Concernant le Secours populaire, j’ai eu l’occasion de le découvrir par le biais de ma maman. En 2013, lors de son spectacle « À corps et à cris », les bénéfices avaient déjà été reversés au Secours populaire. Dernièrement, nous avons participé au Festival des jeunesses musicales de Méditerranée, au grand théâtre de Bastia. Les bénéfices récoltés ont aussi été reversés au Secours populaire pour aider le Liban. Il faut savoir que 1 200 euros font vivre une famille de Libanais pendant un an. L’objectif est qu’avec l’aide du Secours populaire, DPNA, son partenaire au Liban, pourra utiliser cet argent de la meilleure des manières. Je ne voulais pas que cet argent passe entre les mains d’une banque ou de l’État car il aurait pu être détourné. Le Secours populaire est laïc, je sais que cet argent récolté sera redistribué à parts égales.

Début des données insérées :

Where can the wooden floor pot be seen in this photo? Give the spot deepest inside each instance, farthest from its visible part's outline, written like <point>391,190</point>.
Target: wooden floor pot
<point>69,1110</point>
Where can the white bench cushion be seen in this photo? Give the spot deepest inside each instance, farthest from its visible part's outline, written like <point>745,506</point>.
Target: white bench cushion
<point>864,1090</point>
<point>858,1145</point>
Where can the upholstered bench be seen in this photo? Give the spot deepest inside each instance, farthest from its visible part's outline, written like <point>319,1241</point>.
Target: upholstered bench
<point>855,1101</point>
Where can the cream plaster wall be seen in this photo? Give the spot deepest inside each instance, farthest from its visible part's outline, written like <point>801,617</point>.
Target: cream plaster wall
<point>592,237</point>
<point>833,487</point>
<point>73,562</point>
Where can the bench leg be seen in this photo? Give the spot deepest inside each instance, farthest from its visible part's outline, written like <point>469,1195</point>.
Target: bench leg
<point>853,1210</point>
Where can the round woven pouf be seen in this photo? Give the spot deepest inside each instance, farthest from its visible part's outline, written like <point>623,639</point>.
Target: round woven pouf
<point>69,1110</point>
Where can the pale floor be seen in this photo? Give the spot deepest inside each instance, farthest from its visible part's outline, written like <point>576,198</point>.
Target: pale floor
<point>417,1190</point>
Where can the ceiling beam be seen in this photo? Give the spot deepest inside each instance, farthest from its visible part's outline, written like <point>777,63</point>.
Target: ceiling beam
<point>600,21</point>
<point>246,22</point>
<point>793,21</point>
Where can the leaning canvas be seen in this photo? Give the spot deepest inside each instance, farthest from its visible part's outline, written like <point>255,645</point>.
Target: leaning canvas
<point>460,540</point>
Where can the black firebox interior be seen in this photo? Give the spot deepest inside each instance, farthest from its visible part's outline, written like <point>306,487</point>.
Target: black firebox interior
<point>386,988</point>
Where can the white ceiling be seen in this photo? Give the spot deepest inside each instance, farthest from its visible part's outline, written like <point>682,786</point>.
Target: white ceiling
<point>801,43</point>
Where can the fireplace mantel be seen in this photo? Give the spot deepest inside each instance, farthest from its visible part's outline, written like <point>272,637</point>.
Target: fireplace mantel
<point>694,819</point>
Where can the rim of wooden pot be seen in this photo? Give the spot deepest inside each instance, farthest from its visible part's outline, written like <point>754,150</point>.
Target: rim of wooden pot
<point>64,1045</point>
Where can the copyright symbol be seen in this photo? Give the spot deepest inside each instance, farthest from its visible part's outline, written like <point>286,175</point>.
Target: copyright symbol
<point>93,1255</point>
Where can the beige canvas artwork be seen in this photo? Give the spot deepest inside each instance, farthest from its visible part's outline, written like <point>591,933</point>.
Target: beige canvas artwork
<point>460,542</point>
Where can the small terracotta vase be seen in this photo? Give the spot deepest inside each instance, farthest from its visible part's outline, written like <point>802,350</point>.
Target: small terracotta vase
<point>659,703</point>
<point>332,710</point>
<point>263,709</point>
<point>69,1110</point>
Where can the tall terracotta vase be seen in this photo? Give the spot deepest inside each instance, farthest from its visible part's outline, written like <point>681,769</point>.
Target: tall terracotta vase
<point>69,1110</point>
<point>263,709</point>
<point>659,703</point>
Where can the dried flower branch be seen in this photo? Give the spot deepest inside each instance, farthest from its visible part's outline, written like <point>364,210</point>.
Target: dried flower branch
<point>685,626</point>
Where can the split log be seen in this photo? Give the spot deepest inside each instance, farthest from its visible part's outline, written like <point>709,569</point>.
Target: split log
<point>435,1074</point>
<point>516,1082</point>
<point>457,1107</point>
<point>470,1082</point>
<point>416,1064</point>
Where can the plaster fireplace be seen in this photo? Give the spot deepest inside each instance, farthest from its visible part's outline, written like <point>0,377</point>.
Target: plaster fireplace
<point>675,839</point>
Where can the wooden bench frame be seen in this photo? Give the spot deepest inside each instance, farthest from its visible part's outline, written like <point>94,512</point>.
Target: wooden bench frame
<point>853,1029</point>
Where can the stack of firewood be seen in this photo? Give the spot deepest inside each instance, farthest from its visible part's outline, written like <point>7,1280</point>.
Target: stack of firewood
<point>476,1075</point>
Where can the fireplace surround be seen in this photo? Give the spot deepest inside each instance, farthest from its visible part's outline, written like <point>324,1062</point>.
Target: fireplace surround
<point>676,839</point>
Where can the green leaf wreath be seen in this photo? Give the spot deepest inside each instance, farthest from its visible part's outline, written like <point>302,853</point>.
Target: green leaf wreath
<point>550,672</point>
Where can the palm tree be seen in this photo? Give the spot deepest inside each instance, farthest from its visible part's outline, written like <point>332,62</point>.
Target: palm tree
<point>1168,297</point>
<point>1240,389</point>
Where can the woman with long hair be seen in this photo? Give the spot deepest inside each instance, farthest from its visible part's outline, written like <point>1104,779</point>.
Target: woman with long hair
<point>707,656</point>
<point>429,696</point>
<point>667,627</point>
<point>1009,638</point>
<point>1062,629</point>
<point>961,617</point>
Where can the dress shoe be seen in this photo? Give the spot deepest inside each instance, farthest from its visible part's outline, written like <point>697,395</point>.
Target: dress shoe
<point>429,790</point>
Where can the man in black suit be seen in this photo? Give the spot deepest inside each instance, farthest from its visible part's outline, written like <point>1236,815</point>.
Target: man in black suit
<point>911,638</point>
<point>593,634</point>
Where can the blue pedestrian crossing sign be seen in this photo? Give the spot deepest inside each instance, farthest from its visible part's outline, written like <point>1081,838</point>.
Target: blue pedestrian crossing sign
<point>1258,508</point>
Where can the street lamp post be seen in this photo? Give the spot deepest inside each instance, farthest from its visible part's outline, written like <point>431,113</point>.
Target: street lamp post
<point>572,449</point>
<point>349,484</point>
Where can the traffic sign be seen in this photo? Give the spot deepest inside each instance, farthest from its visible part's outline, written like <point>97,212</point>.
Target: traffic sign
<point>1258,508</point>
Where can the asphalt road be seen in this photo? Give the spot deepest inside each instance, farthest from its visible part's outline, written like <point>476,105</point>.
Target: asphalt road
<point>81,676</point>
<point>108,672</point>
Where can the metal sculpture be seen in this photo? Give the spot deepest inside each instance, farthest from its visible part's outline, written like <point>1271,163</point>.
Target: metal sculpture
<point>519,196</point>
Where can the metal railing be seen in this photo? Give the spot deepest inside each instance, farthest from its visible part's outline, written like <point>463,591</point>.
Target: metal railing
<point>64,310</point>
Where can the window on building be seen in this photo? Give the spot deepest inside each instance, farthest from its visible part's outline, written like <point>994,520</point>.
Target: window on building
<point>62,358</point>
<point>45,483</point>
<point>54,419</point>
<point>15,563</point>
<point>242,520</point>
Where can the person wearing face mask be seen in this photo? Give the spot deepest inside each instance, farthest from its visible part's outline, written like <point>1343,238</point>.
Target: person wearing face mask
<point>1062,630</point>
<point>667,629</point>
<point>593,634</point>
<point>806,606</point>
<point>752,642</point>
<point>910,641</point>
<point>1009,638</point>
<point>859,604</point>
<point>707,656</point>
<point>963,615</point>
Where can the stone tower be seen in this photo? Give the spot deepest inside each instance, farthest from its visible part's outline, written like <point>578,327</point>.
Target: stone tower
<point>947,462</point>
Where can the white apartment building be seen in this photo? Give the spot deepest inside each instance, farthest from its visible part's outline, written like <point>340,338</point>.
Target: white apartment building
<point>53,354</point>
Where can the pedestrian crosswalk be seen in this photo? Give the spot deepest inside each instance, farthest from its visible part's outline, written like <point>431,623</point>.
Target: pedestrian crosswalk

La destruction est toujours source de renaissance au Liban. »

Plasticienne, vous mettez votre art au service d’une cause humanitaire. Pensez-vous que l’art puisse jouer un rôle important pour changer les choses ?

Évidemment ! Je pense que l’art à énormément d’impact au sein de notre société. La culture, les vestiges ou encore les arts plastiques permettent le devoir de mémoire. L’art permet d’évoquer des sujets sensibles sans nécessiter de mots. Cela me permet d’extérioriser toutes les émotions que je peux ressentir. À travers l’art, je peux m’exprimer en y ajoutant cette touche de beauté alors que c’est un évènement très douloureux. Pour nous les artistes libanais, l’esthétique et la poésie sont essentiels à travers nos œuvres. Passer par cette beauté nous permet de mettre un masque sur les émotions que nous pouvons ressentir. C’est une facilité, plus que les mots, pour parler de cet évènement qui nous a tous marqués. La destruction est toujours source de renaissance au Liban. Le Phénix renaîtra de ses cendres.   

Après Toulouse, vous exposez actuellement à Paris. Quels sont vos projets pour les mois à venir ?

L’idée est de faire une exposition sous forme de tournée. Je viens du monde du spectacle et j’ai l’habitude de souvent me déplacer. Je souhaitais donc aussi faire une tournée avec mon exposition, même si ce n’est pas commun. J’ai commencé par Toulouse, jusqu’au 12 avril je serai à Paris à la galerie Mark Hachem. Je serai ensuite à Marrakech tout le mois de mai. Au mois de juin et juillet, je serai à Arles durant le festival de la photo. L’objectif final est de fixer des dates pour Dakar et Beyrouth. Pouvoir exposer à Beyrouth me permettrait de m’imprégner encore plus des ressentis de la population. Échanger avec eux sur la situation me donnerait encore plus de matière pour recréer les émotions au moment de l’explosion. Il y a tellement eu de suppositions que je ne connais pas la cause réelle de cette explosion, c’est une désinformation constante. J’ai une distance puisqu’au moment des faits, je n’étais pas sur place. Pour autant, j’ai tout de même énormément de sensibilité par rapport à la situation actuelle.

Récemment, le Conseil des ministres du Liban a approuvé la destruction du bâtiment des silos à grains du port. Les familles de victimes et les survivants veulent eux conserver ce bâtiment; quel est votre avis sur ce sujet de controverse ?

Il est vrai qu’actuellement, il y a encore énormément de bâtiments criblés de balles datant de la guerre. Cela donne une beauté à la ville, mais pour les Libanais, de douloureux souvenirs du passé peuvent réapparaitre. C’est comparable à l’art, je pense que c’est important de garder ces traces du passé pour éviter que cela se reproduise dans le futur. J’ai tout de même l’impression que l’histoire se répète au vu de la situation actuelle du Yémen ou encore de l’Ukraine. Il est nécessaire d’avoir une reconstruction pour que les habitations soient rendues à nouveau habitables, mais il est important de garder une empreinte de cette catastrophe.